Wer trägt die Kosten für den Ausnüchterungs-Gewahrsam?

Die Kosten für Maßnahmen im Zusammenhang mit dem Ausnüchterungs-Gewahrsam, darunter Unterbringung und eventuell erforderliche medizinische Versorgung, werden zumeist der betroffenen Person auferlegt. Die Rechtsgrundlagen hierfür finden sich in den Kostengesetzen der Länder oder kommunalen Satzungen. Die Anordnung der Kostentragung erfolgt regelmäßig durch einen Kostenbescheid der zuständigen Polizei- oder Ordnungsbehörde. Unabhängig davon bleibt jedoch die Kostenpflicht des Staates für die Sicherstellung einer menschenwürdigen Behandlung und medizinischen Betreuung bestehen.

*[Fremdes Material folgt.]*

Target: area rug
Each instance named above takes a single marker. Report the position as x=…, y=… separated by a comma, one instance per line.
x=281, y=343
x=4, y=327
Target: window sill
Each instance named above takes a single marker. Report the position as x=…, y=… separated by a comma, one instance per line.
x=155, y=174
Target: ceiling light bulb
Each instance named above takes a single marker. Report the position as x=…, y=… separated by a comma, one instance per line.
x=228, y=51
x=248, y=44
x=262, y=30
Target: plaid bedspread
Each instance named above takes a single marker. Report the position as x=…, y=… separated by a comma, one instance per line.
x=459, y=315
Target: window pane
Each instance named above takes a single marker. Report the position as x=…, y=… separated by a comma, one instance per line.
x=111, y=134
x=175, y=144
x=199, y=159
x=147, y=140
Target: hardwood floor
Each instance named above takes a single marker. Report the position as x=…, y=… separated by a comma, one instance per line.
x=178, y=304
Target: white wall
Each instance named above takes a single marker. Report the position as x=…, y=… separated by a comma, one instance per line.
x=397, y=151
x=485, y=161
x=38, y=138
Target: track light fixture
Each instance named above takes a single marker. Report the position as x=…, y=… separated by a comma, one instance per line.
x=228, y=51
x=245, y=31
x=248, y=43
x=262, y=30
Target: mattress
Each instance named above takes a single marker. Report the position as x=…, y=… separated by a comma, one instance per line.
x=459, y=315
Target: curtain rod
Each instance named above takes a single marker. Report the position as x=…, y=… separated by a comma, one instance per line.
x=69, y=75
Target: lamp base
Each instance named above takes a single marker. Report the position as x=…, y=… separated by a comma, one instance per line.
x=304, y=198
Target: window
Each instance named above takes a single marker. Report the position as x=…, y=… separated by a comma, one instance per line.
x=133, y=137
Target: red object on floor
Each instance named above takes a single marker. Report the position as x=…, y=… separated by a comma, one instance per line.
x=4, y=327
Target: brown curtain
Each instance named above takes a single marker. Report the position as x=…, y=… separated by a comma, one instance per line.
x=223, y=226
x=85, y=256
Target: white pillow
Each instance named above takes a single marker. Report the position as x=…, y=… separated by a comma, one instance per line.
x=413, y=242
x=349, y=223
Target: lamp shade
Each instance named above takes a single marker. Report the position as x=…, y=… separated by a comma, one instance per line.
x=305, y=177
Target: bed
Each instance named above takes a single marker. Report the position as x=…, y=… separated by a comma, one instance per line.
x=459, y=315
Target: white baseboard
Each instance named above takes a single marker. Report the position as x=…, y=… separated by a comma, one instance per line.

Welche Unterschiede bestehen zum strafprozessualen Polizeigewahrsam?

Der Ausnüchterungs-Gewahrsam ist sachlich von einem strafprozessualen Polizeigewahrsam zu unterscheiden. Während der Ausnüchterungs-Gewahrsam polizeirechtlicher Natur ist und dem präventiven Schutz der öffentlichen Sicherheit oder der betroffenen Person dient, wird der strafprozessuale Gewahrsam im Zusammenhang mit Ermittlungs- oder Strafverfahren angeordnet (z.B. zu Zwecken der Beweissicherung oder zur Durchsetzung einer Festnahme). Die rechtlichen Voraussetzungen, Rechte der Betroffenen und Dauer der Maßnahmen unterscheiden sich teils erheblich. Auch die Rechtsmittel richten sich nach unterschiedlichen Vorschriften.